Certain(e)s m’ont demandé de pouvoir lire le contenu in extenso. Voici donc dans cette note l’article intégral (scanné) de l’interview que j’ai donnée fin octobre dernier,au quotidien sarthois Le Maine Libre, à Jean-François Baron. J’ai attendu un peu car l’article n’était pas diffusé en intégralité sur le site web du journal, renvoyant à l’achat de l’édition papier ou aux abonnements.

C’était en amont de la tenue du Forum Bee Numérique en décembre au Mans, où j’animais une conférence « web social et industries ». Je vous avais déjà parlé du contexte de cette interview à la presse locale, mais sans en diffuser le support complet. Ce sera ainsi corrigé.

laurent dupin itw le maine libre 2En résumé, voici les points clés que je défends et discuterai volontiers ici :

– des entreprises de plus en plus matures sur la communication digitale : mais de grosses inégalités de moyens entre grandes entreprises très dotées et staffées, et petites entreprises (TPE-PME) devant se débrouiller avec les moyens du bord. Un cran en-dessous les entrepreneurs individuels sont une autre population, rompue au « on se démerde » généralisé, qui laisse peu de temps aux activités sur les réseaux.

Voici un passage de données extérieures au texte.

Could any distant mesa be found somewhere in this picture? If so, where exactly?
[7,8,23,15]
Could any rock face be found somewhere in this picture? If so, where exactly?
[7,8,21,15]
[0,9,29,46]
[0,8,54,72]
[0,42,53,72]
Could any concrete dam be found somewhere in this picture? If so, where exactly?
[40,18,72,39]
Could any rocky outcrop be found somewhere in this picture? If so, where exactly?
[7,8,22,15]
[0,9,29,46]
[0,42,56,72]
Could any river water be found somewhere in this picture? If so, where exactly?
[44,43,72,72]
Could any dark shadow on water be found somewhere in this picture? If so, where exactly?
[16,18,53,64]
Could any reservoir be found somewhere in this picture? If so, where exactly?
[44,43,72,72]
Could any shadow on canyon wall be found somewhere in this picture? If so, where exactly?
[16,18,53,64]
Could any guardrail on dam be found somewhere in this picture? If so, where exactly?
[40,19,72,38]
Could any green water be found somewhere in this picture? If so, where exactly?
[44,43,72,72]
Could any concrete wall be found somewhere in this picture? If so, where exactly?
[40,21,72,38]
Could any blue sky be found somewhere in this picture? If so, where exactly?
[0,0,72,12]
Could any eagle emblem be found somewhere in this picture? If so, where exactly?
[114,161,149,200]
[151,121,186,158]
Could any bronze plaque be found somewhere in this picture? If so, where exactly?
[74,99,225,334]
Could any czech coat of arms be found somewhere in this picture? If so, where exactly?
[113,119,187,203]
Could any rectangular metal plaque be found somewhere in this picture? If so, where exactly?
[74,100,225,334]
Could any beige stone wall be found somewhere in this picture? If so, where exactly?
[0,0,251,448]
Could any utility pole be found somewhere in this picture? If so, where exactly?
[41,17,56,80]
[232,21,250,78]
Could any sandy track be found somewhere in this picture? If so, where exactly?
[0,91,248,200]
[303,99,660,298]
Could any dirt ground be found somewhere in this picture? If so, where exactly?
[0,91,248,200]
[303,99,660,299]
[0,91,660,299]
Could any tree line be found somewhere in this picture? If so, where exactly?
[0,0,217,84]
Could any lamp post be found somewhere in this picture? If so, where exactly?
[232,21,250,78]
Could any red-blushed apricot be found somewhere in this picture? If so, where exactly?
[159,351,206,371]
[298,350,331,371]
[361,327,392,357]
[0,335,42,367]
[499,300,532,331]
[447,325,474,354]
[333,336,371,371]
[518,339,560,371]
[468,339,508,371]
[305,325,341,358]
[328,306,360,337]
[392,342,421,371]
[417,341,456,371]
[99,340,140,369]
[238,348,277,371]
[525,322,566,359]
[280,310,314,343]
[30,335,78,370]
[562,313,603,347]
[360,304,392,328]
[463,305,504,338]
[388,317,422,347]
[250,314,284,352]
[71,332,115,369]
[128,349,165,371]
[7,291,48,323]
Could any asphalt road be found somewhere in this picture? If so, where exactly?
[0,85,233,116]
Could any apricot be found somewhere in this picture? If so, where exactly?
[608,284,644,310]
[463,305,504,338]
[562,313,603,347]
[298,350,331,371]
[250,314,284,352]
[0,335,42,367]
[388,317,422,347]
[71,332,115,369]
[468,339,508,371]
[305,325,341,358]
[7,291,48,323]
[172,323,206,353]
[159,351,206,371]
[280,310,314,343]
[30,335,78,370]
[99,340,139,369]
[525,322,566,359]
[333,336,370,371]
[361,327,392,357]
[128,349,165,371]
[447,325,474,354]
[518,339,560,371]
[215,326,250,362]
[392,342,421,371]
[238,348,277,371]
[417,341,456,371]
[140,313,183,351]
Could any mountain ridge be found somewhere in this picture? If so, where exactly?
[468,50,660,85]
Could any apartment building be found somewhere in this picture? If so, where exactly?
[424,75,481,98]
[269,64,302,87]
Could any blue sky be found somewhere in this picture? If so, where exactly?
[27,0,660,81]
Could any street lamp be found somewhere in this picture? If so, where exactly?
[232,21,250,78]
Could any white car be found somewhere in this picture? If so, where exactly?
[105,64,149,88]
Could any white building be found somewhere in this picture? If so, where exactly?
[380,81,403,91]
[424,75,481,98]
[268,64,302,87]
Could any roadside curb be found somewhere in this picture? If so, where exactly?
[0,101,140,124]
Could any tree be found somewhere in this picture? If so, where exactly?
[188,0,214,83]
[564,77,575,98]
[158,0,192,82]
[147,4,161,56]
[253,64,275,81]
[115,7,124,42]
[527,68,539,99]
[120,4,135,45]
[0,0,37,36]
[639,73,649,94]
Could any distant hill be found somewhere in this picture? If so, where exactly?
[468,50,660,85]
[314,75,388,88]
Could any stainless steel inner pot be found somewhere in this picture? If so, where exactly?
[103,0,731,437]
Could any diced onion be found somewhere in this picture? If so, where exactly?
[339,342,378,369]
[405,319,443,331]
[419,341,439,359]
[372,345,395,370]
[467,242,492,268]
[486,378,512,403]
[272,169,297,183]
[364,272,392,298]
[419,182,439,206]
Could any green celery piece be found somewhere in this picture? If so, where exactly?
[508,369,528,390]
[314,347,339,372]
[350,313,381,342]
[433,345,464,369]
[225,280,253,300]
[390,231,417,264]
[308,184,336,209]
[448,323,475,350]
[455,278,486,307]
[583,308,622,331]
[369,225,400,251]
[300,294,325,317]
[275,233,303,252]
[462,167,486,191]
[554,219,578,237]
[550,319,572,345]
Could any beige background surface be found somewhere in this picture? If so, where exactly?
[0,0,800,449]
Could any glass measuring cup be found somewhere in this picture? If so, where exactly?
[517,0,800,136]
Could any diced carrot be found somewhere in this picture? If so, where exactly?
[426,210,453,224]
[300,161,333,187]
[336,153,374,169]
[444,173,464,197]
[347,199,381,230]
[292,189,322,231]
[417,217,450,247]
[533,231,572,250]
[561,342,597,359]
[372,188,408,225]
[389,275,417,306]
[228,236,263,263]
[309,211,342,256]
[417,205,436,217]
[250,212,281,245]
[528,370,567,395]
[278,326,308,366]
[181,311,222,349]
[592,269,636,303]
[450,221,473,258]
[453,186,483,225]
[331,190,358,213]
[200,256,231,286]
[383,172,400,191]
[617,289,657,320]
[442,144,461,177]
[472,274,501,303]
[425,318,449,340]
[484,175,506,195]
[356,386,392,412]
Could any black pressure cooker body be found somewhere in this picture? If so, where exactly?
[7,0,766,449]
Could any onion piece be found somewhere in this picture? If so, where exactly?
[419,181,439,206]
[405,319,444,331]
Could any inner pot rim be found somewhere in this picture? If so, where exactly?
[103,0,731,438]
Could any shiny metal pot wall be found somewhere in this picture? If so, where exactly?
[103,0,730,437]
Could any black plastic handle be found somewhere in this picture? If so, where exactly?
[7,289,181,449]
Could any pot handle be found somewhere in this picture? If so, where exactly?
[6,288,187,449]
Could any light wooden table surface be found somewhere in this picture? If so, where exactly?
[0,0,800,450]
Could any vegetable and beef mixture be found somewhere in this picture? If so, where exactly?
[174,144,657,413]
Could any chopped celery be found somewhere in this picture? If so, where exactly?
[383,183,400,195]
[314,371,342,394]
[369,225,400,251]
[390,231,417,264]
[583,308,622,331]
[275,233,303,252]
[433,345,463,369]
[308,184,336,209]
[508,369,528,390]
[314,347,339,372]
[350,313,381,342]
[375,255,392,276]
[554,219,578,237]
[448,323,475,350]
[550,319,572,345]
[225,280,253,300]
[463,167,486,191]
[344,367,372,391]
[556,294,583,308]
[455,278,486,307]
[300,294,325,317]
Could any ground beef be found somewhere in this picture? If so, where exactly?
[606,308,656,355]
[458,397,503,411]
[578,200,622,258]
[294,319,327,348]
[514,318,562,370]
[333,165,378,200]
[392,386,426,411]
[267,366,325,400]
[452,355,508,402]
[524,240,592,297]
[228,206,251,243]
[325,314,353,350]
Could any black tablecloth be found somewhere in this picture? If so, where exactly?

– l’hyper local a sa marge de manoeuvre : la gestion des communautés n’est pas que l’apanage des directions marketing-communication, dans les sièges lointains à Paris… elle peut aussi prendre corps sur des terrains locaux, dans des entreprises en réseaux notamment et aussi à sièges régionaux. Le télé-travail peut ici aussi prendre tout son sens.

– le digital est un outil business : pas seulement de la com’ ou du « tam tam » pour se faire repérer; mais aussi un des canaux concrets de la relation client « 2.0 », enrichie et variée. Reste la question sensible de la transformation, de la conversion d’un clic ou d’une interaction sociale en un profit commercial tangible et pérenne. Vaste sujet…

– la bonne façon d’avancer : pas à pas, en faisant soi même pour apprendre et en s’organisant en équipe; il vaut mieux sinon passer par des structures de conseil et d’associations de prestataires web pour bien démarrer et se faire mettre le pied à l’étrier. S’améliorer, mais ne pas dépendre.

– du recul nécessaire : à titre individuel, pour ne pas se laisser happer par la communication et l’interaction 24/7. Et aussi pour prendre le pouls des gens qui vous suivent, lisent, écoutent sur le web et les réseaux sociaux. Le pire étant de ne rien faire, durablement…

Lire aussi : sur des sujets voisins, les notes « Ce que m’a apporté la presse locale« ; « Causeries et chroniques dans les médias« ; « Mon Nice-Matin, que je vais aider« .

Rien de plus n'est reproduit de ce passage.